Wireless email pioneer Research In Motion brought some cheer to the deflated mobile computing sector when the company revised its sales forecast after unexpectedly strong growth in users of its BlackBerry service. Recent agreements with several wireless technology vendors look set to boost Research In Motion's revenues even further.

Waterloo, Ontario-based Research In Motion (RIM) said BlackBerry subscriptions increased 13% to 534,000 in the fourth quarter to March 1, 2003. This growth helped to push revenue for the period to $87.5 million, up 32% year on year, and 18% sequentially.

RIM has now revised its outlook for Q1 2004 from $85-$95 million to between $90-$100 million, citing "improved visibility" in its sales process.

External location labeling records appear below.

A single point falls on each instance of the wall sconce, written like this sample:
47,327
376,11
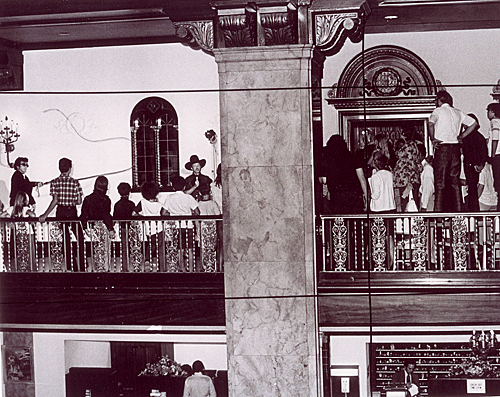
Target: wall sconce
8,135
482,343
211,135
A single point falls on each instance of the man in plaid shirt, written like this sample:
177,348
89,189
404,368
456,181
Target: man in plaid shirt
66,194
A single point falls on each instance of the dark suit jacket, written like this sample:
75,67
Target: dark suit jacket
399,377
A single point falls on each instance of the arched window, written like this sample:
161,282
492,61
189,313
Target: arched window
155,142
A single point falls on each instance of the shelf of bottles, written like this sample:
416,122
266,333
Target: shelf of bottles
433,360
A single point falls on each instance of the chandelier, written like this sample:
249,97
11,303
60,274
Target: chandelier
483,343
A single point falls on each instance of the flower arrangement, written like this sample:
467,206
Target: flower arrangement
163,367
474,367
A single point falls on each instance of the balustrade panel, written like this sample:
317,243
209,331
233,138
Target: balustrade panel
410,242
160,244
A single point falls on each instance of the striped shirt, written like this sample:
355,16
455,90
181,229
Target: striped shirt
68,190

The company expects BlackBerry subscriptions in the period to increase a further 70,000 to 80,000 in the quarter. This would take total BlackBerry users over 600,000.

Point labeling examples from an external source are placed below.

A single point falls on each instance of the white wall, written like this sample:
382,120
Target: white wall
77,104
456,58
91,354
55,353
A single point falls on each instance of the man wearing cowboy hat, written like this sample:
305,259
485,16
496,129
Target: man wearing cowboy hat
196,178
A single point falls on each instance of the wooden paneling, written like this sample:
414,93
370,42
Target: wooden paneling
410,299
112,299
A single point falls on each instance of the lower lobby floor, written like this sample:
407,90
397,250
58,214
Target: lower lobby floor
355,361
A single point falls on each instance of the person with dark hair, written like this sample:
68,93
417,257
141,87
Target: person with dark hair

However, the company remains unprofitable and reported a net loss of $12.6 million in the fourth quarter, including a $6.9 million provision from its patent dispute with NTP. RIM was found by a court in Virginia to have violated five patents related to wireless email held by NTP, a holding company that holds the rights to technology developed in 1990 but never commercialized. RIM was ordered to pay NTP $23.1 million in compensation.

RIM itself has taken similar legal action against rival Good Technology. This now looks to be heading to court after a California court ordered one of its four lawsuits against Good to proceed toward trial last Thursday.

BlackBerry handheld devices made up the bulk of RIM's Q4 revenue, accounting for 46% of sales while service revenues made up a further 41%. The company said software license sales contributed 6% to sales while OEM radios and other revenues made up the remaining 7%.

This balance could be set to change as RIM's increasingly broad technology licensing strategy takes effect. In the last few months the company has reached agreement with a number of wireless technology vendors to support non-RIM devices on the BlackBerry Enterprise Server, including handsets running Symbian OS and Windows Powered Smartphone terminals built by Taiwan's High Tech Computer Corp. BlackBerry software will also appear shortly on the mobile Java (J2ME)-based Nokia 6800, a messaging-oriented handset featuring a novel flip-open qwerty keyboard.